|Identification of Relevant Parameters in Multi Fluid Flow Systems|
|Project manager:||Prof. Dr. h.c. Dr.-Ing. E.h. Helmut Kobus, Ph.D.|
|Deputy:||Jürgen Braun, Ph.D.|
|Research assistants:||Jane Allan, Ph.D.|
|Duration:||1.2.1997 - 31.12.1999|
|Funding:||Deutschen Forschungsgemeinschaft, DFG|
This project is part of the research area:
In-Situ Remediation Technologies
Abstract:The behaviour of a DNAPL in the saturated zone was investigated during this research work.
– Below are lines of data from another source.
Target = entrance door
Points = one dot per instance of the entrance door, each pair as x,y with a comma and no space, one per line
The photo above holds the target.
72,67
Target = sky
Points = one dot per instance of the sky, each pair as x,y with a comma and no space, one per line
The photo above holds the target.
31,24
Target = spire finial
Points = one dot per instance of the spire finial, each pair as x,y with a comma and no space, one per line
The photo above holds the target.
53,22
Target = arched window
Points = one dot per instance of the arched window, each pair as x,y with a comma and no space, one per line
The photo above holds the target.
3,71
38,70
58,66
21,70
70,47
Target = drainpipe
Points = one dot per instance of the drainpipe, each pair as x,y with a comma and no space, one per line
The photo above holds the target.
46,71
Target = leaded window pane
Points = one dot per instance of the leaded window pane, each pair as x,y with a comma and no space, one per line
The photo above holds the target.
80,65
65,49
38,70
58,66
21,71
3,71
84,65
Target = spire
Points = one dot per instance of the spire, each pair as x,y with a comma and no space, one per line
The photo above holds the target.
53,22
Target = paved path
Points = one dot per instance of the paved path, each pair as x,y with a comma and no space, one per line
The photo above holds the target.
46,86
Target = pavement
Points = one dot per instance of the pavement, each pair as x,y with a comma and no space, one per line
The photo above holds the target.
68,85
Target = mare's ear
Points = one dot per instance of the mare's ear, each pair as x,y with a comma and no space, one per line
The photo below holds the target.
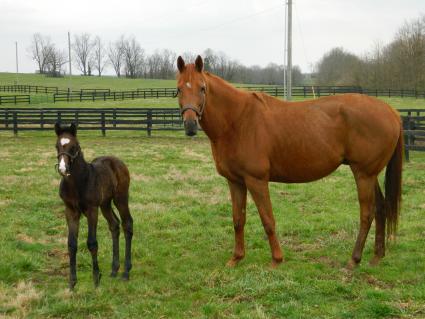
58,129
180,64
73,129
199,64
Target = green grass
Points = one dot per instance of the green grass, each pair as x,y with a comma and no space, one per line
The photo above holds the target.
183,237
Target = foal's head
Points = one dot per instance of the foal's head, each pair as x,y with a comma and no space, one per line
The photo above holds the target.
191,92
67,147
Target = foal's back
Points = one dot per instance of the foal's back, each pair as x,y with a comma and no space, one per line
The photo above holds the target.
112,176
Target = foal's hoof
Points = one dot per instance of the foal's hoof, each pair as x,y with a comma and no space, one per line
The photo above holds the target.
276,262
72,285
96,279
375,260
352,264
233,261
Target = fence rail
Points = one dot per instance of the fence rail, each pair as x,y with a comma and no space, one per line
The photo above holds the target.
100,94
154,119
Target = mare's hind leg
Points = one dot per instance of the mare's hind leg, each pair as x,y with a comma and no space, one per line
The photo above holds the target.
380,220
92,242
114,227
121,202
366,194
238,194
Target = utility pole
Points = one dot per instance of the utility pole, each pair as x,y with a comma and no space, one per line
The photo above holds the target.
289,44
69,53
17,65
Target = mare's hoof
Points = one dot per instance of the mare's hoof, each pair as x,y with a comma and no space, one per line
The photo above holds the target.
233,261
125,276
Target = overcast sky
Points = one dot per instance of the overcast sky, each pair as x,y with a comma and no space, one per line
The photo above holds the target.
250,31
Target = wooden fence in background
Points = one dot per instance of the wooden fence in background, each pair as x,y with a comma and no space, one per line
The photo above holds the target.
154,119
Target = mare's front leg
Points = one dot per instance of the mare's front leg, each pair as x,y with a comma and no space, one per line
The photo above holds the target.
73,222
238,195
92,242
259,190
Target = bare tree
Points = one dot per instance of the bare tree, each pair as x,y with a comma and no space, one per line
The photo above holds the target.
83,47
39,50
116,55
99,55
56,59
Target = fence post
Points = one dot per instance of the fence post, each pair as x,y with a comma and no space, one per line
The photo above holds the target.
103,124
149,122
41,118
15,123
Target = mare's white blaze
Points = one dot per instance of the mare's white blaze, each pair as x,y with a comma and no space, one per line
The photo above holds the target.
62,166
65,141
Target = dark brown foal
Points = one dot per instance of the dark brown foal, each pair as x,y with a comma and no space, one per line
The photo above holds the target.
84,188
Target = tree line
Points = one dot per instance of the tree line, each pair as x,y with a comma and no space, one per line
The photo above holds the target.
126,57
399,64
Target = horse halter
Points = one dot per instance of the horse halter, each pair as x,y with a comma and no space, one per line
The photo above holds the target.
199,111
70,156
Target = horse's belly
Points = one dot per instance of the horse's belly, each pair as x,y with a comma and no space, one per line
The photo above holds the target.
303,172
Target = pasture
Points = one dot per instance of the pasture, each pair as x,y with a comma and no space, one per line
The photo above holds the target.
184,235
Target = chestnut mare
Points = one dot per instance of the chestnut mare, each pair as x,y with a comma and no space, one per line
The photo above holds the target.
257,139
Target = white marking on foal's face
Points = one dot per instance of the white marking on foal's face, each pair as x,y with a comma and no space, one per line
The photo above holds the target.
65,141
62,166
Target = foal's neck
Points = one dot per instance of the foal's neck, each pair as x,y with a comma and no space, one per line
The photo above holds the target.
79,171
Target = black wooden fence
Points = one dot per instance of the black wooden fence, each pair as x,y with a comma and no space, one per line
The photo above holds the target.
99,94
154,119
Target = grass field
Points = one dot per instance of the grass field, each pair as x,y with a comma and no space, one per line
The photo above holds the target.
184,236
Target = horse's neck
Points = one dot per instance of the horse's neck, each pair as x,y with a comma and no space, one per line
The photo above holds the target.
222,109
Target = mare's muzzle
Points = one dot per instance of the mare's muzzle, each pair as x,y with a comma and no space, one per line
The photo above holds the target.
191,127
191,124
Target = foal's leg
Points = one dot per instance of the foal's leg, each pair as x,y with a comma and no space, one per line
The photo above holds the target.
238,194
380,225
121,202
92,242
73,221
114,227
366,194
260,193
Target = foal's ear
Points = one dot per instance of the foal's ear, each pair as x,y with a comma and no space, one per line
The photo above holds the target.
199,64
180,64
58,129
73,129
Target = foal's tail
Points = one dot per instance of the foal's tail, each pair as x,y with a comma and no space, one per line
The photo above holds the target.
393,187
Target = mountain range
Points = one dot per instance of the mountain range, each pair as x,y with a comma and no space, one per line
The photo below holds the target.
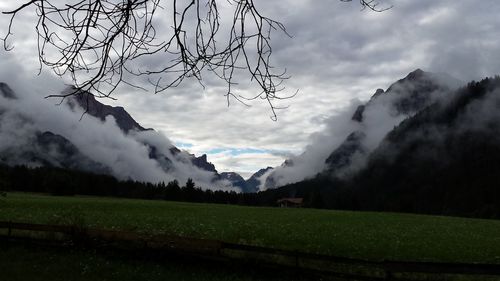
41,146
442,159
Focussing on the infiltration of TCE in a heterogeneous porous aquifer, experimental and numerical
methods were used and compared to describe the relevant processes and parameters for the
propagation of a DNAPL.
A series of laboratory infiltrations of TCE were carried out in nominally two-dimensional saturated sand packings. The results were used to evaluate the influence of heterogeneities (in the form of coarser and finer sand lenses) on plume development under inherently unstable infiltration conditions. Based on visual observations:
- Migration was dominated by very rapid downward fingering through macroscopically homogeneous portions of the sand packing, while the presence of heterogeneous interfaces arrested the downward migration of a fingering plume.
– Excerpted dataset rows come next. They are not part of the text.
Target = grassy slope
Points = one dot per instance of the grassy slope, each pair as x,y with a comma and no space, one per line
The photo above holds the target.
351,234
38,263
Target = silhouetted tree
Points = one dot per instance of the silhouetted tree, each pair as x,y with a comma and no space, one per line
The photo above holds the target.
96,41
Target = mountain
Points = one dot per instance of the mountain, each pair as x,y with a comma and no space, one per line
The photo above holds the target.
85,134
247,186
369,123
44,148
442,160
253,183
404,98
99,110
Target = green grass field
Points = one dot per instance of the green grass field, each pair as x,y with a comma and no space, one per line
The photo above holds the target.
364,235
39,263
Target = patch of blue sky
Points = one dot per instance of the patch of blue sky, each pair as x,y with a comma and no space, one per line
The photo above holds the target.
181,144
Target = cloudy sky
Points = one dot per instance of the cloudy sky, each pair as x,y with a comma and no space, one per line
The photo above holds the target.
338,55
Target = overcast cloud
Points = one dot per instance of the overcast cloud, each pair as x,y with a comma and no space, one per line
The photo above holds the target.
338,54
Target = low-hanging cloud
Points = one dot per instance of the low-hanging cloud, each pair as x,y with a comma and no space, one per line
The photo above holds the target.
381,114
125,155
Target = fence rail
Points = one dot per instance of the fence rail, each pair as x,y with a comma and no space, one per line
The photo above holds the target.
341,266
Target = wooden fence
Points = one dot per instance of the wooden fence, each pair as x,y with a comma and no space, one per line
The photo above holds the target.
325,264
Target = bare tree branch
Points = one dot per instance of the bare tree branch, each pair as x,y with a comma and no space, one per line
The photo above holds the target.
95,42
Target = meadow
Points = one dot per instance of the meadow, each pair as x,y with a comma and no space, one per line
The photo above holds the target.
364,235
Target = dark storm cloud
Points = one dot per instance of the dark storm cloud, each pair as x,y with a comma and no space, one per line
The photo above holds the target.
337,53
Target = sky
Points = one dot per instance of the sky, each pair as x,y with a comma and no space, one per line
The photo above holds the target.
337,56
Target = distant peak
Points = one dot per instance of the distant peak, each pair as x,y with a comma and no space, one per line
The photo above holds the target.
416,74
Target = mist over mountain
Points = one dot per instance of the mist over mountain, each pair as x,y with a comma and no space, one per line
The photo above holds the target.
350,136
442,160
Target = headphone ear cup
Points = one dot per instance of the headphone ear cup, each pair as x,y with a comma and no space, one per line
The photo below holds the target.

- At a coarser sand interface lateral spreading occurred followed by the initiation of fingering once the plume has filled the coarser material.
- At a finer sand interface lateral diversion of the plume occurred, however, very little accumulation or “pooling” of the plume over the thickness (85mm) of the experimental model was observed.
- TCE became entrapped (or pooled) at high saturations in the coarse sand lenses, when the capillary pressure was below the entry pressure of the surrounding material
- Because the plume moved through most of the packing as fingers, very little mass was retained, with the exception of the coarser lenses.
The experimental results were compared to simulations using a continuum based numerical model:
- The continuum based model is inappropriate for the homogeneous case because plume spreading was dominated by fingering.
- Predictions of infiltrations in lens packings were reasonable. Predicted plume movement was slightly slower but the main difference was the overestimation of mass retained in macroscopically homogeneous portions of the sand packings where fingering occurred, and therefore underestimation of the extent and depth of the final plume.
The continuum based model predictions of capillary pressure response closely resembled capillary pressures measured throughout the lens sand packings, including portions through which fingering dominated. Differences were generally lower predicted pressures and later predicted arrival of TCE at the tensiometer locations.
Since it is clear that one of the dominant processes controlling flow in this system (fingering) is not addressed specifically by continuum based models, simulations were carried out using a “finger pore space porosity” which is less than the actual porosity. The reduction in the pore space available for flow resulted in increased rates of migration and spreading, which were closer to those observed in the experimental model. More importantly however, the final distribution of TCE at residual or entrapped along the migration path is more accurately represented and therefore the overall extend of contamination in a bottomless system can be more accurately estimated.
Although model predictions of the final TCE distribution improved using the finger pore space model, the model is a very simplistic approach to a much more complicated problem. A more sophisicated approach might be developed which considered other system variable (e.g. front velocity, fluid and porous media properties), which are known to play a role in the development of fingers under unstable conditions.